The SHAP description of XGBoost, which is based on boosting, shows relatively low importance of ICL size because it extracts impacts of factors without considering multi-collinearity.
29 Therefore, variables with high VIFs, which were removed from the LR models, such as ATA, AOD, ARA, and TISA, received high SHAP importance scores. However, the ICL size is the only adjustable variable among the input factors in this analysis. Therefore, even if the ICL size exhibits relatively little importance in ML algorithms and regression equations, the clinical significance is the greatest in all prediction models. As observed in the IOL exchange cases (see
Fig. 7), the change in ICL size actually significantly impacts the postoperative ACAs changes. Unlike the postoperative IOL vault, which was most affected by ICL size, the postoperative ACA was more influenced by anatomic factors than the ICL size.
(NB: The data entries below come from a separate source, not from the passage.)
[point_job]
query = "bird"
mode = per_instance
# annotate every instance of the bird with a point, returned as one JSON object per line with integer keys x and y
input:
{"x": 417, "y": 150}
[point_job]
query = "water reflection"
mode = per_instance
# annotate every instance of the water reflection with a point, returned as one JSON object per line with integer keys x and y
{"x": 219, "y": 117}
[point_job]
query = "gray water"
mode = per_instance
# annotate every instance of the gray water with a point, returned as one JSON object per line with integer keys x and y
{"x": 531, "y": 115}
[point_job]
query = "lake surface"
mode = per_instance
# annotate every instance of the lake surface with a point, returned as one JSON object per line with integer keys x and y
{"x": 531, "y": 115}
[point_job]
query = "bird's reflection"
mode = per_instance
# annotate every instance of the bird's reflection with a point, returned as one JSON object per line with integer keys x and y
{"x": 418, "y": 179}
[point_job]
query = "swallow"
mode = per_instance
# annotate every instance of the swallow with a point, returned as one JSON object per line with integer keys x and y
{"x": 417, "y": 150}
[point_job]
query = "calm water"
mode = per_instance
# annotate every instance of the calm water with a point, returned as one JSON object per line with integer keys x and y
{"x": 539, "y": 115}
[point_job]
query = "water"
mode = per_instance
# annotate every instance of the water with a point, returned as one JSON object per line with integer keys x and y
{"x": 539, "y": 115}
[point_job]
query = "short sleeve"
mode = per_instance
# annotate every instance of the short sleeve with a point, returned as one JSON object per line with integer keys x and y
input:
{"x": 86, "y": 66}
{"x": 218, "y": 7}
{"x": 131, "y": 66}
Most studies have demonstrated that postoperative vaults can be predicted using ICL size, ACD, ACW, CLR, or ATA.
6,30 According to the regression analysis in our study, pre-operative measurements, including pupil size, ACD, ACW, CLR, TIA, and ICL size, were significantly associated with postoperative ACAs. The ML analysis revealed similar results; ACD, TIA, and pupil size were the major factors affecting postoperative ACAs. This finding slightly disagrees with similar observations reported by a study that revealed that age, SE, and axial length were critical factors affecting postoperative ACA.
8 Our observation found that ocular anatomic measurements of the anterior segment without age, SE, and axial length could predict the postoperative ACA changes with a moderate correlation.